Ryan James Leclerc
Posted June 29th, 2009
Growing up, my family was a camping family. Each summer, we would load up the car and drive no less than an hour away to spend a glorious week roughing it together at a crowded family campground. It would rain a lot, my parents would argue a lot, and my sister and I would be bored stiff a lot. The mosquitoes living in our tent, however, would be as happy as could be. I still love camping to this day, but a few things have changed…
SIERRA DESIGNS WICKED HOT 45
My parents had a sleeping bag that was nearly as comfortable as their bed. It had a canvas shell, a flannel lining, and in a pinch could double as a boat anchor. When rolled up, and with only a moderate amount of effort, it would even fit into the trunk of the car. These days, I still want a bag that is comfy, but is also lightweight and compact, such as the 23-ounce Sierra Designs Wicked Hot 45. The PrimaLoft Eco insulation, made of fibers spun from recycled soda and water bottles, is earth friendly, highly compressible, and weather resistant. Open the zippered vent near the bottom if your feet need to breathe, or if you so desire, undo the full length zipper to transform the bag into a cozy blanket. This durable, semi-rectangular bag will accommodate folks up to 6 feet tall, and it stuffs down to 8 inches by 18 inches. $179. www.sierradesigns.com.
BLACK DIAMOND SKYLIGHT
Our family tent was a dark behemoth that smelled like mildew and required many hours and many more swear words to set up. The poles were numerous and in a pinch could double as baseball bats. Tents have come a long way since 1984, and a fine example of tent evolution is the three-season Black Diamond Skylight. It sets up in minutes with three shock-corded Featherlite poles and features a mesh inner wall that offers a panoramic view of all the mosquitoes that can’t infiltrate the mesh front panel or the breathable, water resistant, single-wall, EPIC fabric back panel. The Nextec canopy provides protection in inclement weather, while forming a spacious vestibule for gear with which you’d rather not share interior space. Weighing only five pounds, it has plenty of room for two and just enough room for three on its double-silicone-coated, ripstop nylon floor. $469.95. www.bdel.com.

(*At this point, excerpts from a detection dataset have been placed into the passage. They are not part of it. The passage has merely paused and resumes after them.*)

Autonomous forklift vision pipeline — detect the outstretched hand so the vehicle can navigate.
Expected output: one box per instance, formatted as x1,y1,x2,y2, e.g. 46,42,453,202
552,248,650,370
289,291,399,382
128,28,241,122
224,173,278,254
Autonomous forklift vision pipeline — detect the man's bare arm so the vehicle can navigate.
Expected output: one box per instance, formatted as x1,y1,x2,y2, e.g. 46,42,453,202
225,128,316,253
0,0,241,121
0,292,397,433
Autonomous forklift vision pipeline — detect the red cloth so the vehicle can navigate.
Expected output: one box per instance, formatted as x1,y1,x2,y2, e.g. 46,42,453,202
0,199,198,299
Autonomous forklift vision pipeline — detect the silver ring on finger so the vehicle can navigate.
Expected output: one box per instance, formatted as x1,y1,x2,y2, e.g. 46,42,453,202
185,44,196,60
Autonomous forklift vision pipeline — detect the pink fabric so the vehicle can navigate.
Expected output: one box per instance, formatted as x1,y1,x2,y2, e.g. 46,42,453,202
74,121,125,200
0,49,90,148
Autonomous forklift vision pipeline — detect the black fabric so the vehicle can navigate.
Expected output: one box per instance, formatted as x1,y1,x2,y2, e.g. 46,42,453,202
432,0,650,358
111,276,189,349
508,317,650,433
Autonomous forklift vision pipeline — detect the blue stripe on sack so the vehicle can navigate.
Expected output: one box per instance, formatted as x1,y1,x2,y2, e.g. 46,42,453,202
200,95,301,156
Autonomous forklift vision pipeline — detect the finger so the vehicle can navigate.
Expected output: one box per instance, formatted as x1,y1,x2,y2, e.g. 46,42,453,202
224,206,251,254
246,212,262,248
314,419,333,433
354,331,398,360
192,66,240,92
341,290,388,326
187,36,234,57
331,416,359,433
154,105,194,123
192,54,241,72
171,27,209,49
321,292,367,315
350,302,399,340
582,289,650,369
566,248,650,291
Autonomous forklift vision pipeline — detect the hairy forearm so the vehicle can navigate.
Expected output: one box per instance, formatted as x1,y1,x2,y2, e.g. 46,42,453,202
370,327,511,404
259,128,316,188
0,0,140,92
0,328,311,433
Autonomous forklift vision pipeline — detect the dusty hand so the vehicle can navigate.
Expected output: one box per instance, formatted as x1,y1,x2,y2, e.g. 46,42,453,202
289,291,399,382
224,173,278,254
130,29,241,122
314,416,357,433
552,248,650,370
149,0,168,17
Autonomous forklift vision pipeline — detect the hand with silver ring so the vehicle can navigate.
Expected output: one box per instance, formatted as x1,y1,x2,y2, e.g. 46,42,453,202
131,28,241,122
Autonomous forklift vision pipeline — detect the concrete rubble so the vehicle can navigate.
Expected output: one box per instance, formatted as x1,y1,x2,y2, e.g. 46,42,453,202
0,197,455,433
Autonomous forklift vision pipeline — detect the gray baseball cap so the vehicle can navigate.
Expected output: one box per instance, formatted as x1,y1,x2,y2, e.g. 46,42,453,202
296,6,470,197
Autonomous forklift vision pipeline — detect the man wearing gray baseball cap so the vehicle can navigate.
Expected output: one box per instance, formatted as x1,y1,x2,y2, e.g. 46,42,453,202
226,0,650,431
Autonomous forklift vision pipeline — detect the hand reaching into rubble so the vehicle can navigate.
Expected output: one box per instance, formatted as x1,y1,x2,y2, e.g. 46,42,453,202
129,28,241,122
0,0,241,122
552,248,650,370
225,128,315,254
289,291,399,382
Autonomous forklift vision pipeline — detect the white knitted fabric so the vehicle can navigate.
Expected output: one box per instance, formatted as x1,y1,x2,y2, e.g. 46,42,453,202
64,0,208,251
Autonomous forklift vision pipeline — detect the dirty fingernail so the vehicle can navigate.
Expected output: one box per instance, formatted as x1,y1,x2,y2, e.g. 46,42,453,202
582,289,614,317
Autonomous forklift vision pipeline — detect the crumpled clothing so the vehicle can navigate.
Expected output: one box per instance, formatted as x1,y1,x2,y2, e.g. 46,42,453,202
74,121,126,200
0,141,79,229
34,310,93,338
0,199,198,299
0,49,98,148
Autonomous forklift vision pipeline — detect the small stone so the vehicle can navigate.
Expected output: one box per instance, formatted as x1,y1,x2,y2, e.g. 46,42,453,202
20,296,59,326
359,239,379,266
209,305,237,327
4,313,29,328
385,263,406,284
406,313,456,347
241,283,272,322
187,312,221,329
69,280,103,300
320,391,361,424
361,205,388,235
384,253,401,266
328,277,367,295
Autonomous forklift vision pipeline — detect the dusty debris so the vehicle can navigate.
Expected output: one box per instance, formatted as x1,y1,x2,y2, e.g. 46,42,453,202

Our camping stove on which Dad would cook bacon and eggs was rusty, clunky, and could double as our version of the Green Monster for our family whiffle ball games. Another example of how far camping gear has come is the Primus TiLite, a foldable stove that comes with its own titanium pot for a combined weight of just seven ounces. At full power, the TiLite produces 13,500 BTUs and can boil water in three minutes, while the adjustable flame allows for simmering. The stove and fuel canister fit inside the pot and into the included net stuff sack for a total space of only 4.7 inches by 3.7 inches. $165. www.primustoves.com.